Ondan nefret mi ediyorsun? Diye sordu iç sesim. Yüzüne tekrar tekrar baktım ve kendime ondan nefret ettiğimi söyledim, o da bir erkekti ne kadar iyi olabilirdi ki? Bütün bu iyiliklerin altında bir sapık olmadığını nereden bilecektim.

"Bana ne yapacağımı söyleyip durmayın." dedikten sonra bileğimi elinden kurtardım ve merdivenlere yöneldim. Babamın kendini daha iyi hissetmesi için başladığım bu okul başıma bela olacak gibiydi. Annem öldüğünden beri eve çok az uğruyor daha çok işiyle ilgileniyordu. Belki de beni ya da kendisi suçladığı için eskisinden çok daha az görüşüyorduk.

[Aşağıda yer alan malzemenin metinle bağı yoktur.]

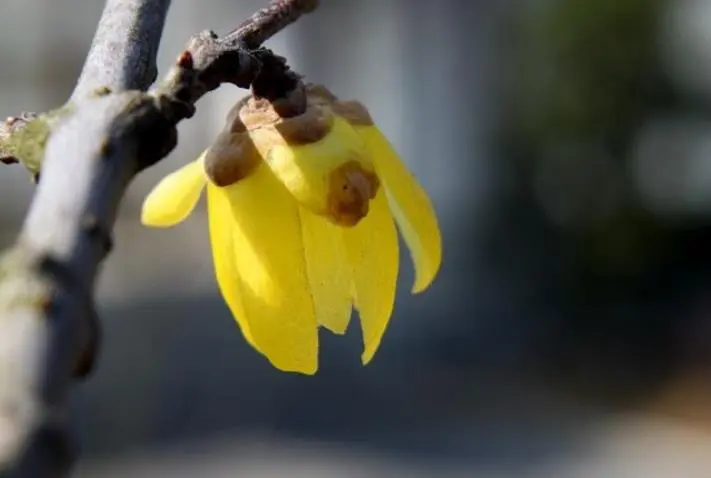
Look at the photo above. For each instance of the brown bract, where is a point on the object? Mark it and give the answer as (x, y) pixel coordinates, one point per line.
(351, 189)
(230, 158)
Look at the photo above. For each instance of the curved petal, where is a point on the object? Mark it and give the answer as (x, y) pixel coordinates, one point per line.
(175, 196)
(271, 272)
(318, 174)
(328, 271)
(372, 248)
(410, 206)
(219, 213)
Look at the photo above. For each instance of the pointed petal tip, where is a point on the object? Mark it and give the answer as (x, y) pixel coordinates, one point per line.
(308, 370)
(172, 200)
(411, 207)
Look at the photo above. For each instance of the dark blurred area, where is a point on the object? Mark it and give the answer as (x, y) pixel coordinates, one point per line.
(566, 145)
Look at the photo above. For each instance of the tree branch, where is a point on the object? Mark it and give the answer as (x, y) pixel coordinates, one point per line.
(48, 327)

Ateş görüş alanımdan çıkmadan önce son kez bakmak istediğimde bıraktığım yerde durduğunu ve bana baktığını gördüm. Bakışlarımı hızlıca basamaklara indirip, merdivenden indim ve okul binasından hızlı adımlarla çıkıp, bahçede yürümeye başladım. Bazı öğrenciler yeni çıkıyordu, lüks arabalar kapının önünden aldığı öğrencilerle birer biree giderken yürümeye devam ettim. Babam beni almaya gelse o kadar güzel olurdu ki. Çantam sırtımda daha büyük yük olurken okulun bahçesinden çıkıp durağa yürümeye başladım. Toplu taşımaları hiç sevmiyordum, keşke zengin olsaydık belki o zaman annemle markete gitmemize gerek kalmazdı ve yaşıyor olurdu.

"Karen!"

Duyduğum sesle kendime gelirken soluma baktım, babam arabanın açık camından eğilmiş bana bakıyordu.

"Baba?"

"Bugün işim erken bitti seni alayım dedim. Birlikte hamburger yemeye gidelim mi?"

Olduğum yerde dururken sertçe yutkundum, babamı çok özlemiştim ve bu beklenmedik sürpriz iyi hissettirmişti.

"Olur."

Çantamı arka koltuğa koyduktan sonra ön koltuğa geçip kapıyı kapattım, babam arabayı yola çıkarırken emniyet kemerimi taktım.

"Günün nasıldı?" dediğinde binlerce kelime döküldü önüme, farklı bir çok duyguyu aynı anda yaşadığım anlardan birisiydi.